Точнее и яснее, чем многие, кто писал об Альберто Джакометти, рассказал о нем Жан Жене. К моменту, когда Жене приступил к своему эссе, швейцарский скульптор с легкой руки Жана-Поля Сартра уже прослыл прожженным экзистенциалистом. Впрочем, из тех, кто хотел подключить Джакометти к своему интеллектуальному проекту, чуть было не выстроилась очередь. Андре Бретону, например, было лестно считать Джакометти заядлым сюрреалистом. Не тут-то было: приватизировать его было задачей не из простых. Сам художник не возражал против той или иной интерпретации своих произведений, оставаясь самим собой. Жене завел разговор о сути творчества Джакометти, игнорируя экзистенциалистское или сюрреалистское толкования. Он написал не об отвлеченных идеях, ассоциативно связанных с работами мастера, а непосредственно о его скульптуре: о тактильном опыте, об уминании материала и о взгляде скульптора на то, как руки вылепляют пластический объем. Отчуждение и касание, по Жене, были ключевыми сюжетами искусства Джакометти.

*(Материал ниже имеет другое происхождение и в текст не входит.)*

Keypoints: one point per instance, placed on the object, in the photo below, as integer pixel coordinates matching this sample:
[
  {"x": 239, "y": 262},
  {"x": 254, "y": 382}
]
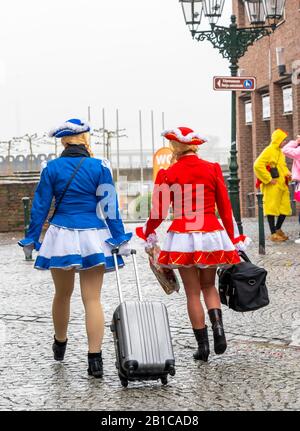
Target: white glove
[
  {"x": 152, "y": 241},
  {"x": 124, "y": 249}
]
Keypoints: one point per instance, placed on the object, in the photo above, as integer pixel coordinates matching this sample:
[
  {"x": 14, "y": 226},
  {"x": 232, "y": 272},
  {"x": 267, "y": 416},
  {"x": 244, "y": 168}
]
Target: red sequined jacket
[{"x": 190, "y": 182}]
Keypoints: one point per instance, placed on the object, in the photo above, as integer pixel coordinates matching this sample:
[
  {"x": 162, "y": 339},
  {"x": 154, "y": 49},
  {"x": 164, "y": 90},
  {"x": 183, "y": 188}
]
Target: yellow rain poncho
[{"x": 276, "y": 196}]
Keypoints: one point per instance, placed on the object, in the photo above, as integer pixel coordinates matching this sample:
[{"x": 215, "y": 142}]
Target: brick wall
[{"x": 260, "y": 61}]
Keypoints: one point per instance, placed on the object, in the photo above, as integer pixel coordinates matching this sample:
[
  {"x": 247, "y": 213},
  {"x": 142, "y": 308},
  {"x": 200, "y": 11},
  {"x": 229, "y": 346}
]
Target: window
[
  {"x": 287, "y": 93},
  {"x": 248, "y": 112},
  {"x": 266, "y": 106}
]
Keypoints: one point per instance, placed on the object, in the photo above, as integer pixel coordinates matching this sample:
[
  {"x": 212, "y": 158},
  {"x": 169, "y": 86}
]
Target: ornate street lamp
[
  {"x": 256, "y": 12},
  {"x": 213, "y": 10},
  {"x": 233, "y": 42},
  {"x": 192, "y": 11},
  {"x": 274, "y": 9}
]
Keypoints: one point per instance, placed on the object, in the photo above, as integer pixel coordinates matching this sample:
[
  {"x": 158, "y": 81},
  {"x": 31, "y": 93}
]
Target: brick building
[{"x": 276, "y": 102}]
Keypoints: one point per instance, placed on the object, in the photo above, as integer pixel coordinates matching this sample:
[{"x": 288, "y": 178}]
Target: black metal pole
[
  {"x": 26, "y": 205},
  {"x": 261, "y": 226},
  {"x": 234, "y": 189}
]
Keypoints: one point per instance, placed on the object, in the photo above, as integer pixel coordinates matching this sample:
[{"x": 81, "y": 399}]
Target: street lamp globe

Скульптуры Петра Дьякова тоже просятся быть истолкованными философски или в соответствие с той или иной эстетической доктриной. Не пластически и не тематически, но типом образности, открытой к большим идеям, они похожи на произведения Джакометти. И точно так же, как работы Джакометти, ускользают от абстрактных интерпретаций. Дьяков тоже идет от касания как ключевого опыта в работе скульптора. Мануальность, рукотворность делания скульптуры испытывается им в каждой работе максимально полно. Его произведения рождаются из интенсивных трансформаций материала и замысла. Эти метаморфозы бывают, как минимум, двух типов.
В первом случае лепка опосредована поп-артистским жонглированием всякой всячиной из лавки «Все по 36 руб.». За отправную точку берутся «характерные головы» Франца Ксавера Мессершмидта — модный сюжет из истории искусства. Не так давно за одну из этих голов Лувр выложил около двух с половиной миллионов долларов. Скульптор вошел в историю именно этой серией, хотя она была сделана под занавес карьеры и сопутствовала его увольнению из Венской академии художеств. Аффектированная мимика, искаженные в гримасах лица воспроизведены Петром Дьяковым точь-в-точь и инкрустированы дурацким барахлом: коробочкой из-под духов, упаковкой леденцов и прочими маленькими радостями героев и жертв общества потребления. Неоклассическая скульптура с неожиданными барочными дигрессиями, зачастую неотличимыми от психиатрического рецидива, выставлена на посмешище. Касание здесь — безалаберная издевательская шутка. Петр Дьяков сводит счеты с академической школой, которая дала ему ремесло, но утаила радость творческой свободы.
Из этого касания-отторжения возникает метаморфоза номер два — новый пластический язык, разработанный скульптором за последние несколько лет. Когда-то Эмиль Антуан Бурдель рассказал на поверхности скульптуры об опыте касания материала, превратив ее в эффектный экспрессионистский дневник. Его Бетховен пленил не одно поколение завсегдатаев Эрмитажа. Петр Дьяков ведет свой рассказ, тщательно документируя следы собственного присутствия, — запечатлевает свои пальцы в момент лепки. Форма рождается из сочленения указательного и среднего, из сведенной вместе пятерни, из большого пальца правой руки, сомкнувшегося с безымянным левой. Сплетение пальцев удивительным образом не неприятно, как можно было бы подумать, перебирая в памяти сюрреалистские образы членов тела, предающихся самостоятельному существованию. Нет тут ни намека на вышедшее в тираж касание из «Сотворения мира» с Сикстинского потолка, ни легкой эротики из фильмов категории B. Скульптуры Петра Дьякова говорят на пока не узнанном широкой публикой языке жестов. Это не считываемый нами сурдоперевод, новая пластическая абстракция, акционистская документация работы над материалом и образом.
Даже сегодня художнику далеко не всегда находится место в собственном произведении. Кто-то изобразит свой едва угадываемый полупрофиль в глубине картины, кто-то мелькнет в видео, иной остроумец выпишет на переднем плане кончик своего носа. Аналогично живописи действия эпохи Джексона Поллока скульптуры Петра Дьякова свидетельствуют о непосредственном присутствии автора, о разработке образа, о множественности моментов творчества, в которых из сотен слепков рук автора рождается произведение. Перед нами скульптура действия, не стирающая ни одного касания своего создателя, рассказывающая в подробностях о всех слагаемых работы, пластический язык, говорящий сам за себя.